Thread: Using PGSQL to help coordinate many servers

Using PGSQL to help coordinate many servers

From
"Alvin Hung"
Date:
Hi,

We have a need to coordinate multiple app-servers that are using the same
database. Basically, we are thinking about using a table row as the
coordination mechanism. When an app-server needs to perform an action that
must be exclusive, it will try to lock that table row first. It will wait on
that lock if someone else has it.

Has anyone done something like this before? What's the performance and
resource usage like if the exclusive action is pretty short?  Does PGSQL do
FIFO when multiple connections wait on the same lock?

BTW we are using JDBC to connect to the server.

Thanks for your help.




_________________________________________________________________
Tired of spam?

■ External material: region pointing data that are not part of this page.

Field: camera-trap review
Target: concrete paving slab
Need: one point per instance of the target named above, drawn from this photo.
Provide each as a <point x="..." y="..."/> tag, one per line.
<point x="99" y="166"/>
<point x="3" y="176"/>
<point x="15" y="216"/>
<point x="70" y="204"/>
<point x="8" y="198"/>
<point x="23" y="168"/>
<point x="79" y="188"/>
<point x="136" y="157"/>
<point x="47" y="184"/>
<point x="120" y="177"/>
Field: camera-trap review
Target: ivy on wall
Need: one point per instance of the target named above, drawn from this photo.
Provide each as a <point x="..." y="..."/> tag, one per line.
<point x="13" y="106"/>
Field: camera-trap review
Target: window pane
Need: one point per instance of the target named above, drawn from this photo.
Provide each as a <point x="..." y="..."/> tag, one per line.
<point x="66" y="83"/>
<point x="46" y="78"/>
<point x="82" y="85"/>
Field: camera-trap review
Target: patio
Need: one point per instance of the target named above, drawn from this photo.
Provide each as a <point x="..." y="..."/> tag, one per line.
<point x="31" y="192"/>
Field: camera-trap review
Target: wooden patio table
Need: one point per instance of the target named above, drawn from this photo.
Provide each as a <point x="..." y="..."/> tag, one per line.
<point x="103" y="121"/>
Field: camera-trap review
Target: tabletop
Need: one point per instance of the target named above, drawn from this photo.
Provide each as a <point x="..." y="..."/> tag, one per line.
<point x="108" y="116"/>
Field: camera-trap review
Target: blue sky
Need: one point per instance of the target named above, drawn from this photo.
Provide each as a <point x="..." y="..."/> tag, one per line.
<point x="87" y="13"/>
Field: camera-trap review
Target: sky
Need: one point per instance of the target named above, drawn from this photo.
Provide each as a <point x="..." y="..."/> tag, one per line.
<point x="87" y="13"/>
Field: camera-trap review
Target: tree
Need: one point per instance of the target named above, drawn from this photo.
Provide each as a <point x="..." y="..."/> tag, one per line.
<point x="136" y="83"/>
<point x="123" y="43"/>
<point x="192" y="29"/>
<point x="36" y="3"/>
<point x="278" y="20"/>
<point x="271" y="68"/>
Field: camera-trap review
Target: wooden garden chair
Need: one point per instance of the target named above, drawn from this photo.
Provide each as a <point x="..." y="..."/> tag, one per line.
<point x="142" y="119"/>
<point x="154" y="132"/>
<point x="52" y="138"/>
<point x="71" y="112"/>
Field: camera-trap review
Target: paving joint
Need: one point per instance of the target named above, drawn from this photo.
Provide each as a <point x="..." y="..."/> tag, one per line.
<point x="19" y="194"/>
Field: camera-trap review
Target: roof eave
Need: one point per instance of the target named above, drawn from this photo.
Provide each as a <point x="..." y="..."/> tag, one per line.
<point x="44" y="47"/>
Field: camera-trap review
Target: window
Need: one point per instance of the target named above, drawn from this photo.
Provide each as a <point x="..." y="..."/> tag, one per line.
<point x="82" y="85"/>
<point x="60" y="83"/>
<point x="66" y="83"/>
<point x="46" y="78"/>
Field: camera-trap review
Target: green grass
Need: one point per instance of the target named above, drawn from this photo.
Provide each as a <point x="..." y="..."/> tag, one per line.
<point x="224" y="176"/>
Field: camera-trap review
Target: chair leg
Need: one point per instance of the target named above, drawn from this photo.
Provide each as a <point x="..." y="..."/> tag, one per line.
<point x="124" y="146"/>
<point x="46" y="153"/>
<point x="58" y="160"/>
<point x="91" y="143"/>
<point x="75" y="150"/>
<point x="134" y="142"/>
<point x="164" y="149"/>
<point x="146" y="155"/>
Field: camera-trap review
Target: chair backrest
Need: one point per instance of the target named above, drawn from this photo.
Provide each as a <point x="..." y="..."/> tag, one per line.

Get advanced junk mail protection with MSN 8.
http://join.msn.com/?page=features/junkmail


Re: Using PGSQL to help coordinate many servers

From
"Alvin Hung"
Date:
Hi Csaba,

Thanks for the info.

Can you tell me what happens if a process holding a lock crashed?  Normally,
it seems the db would detect it and release all locks immediately.  Is this
reliable?  Or, what happens if the process just hangs instead of crashing?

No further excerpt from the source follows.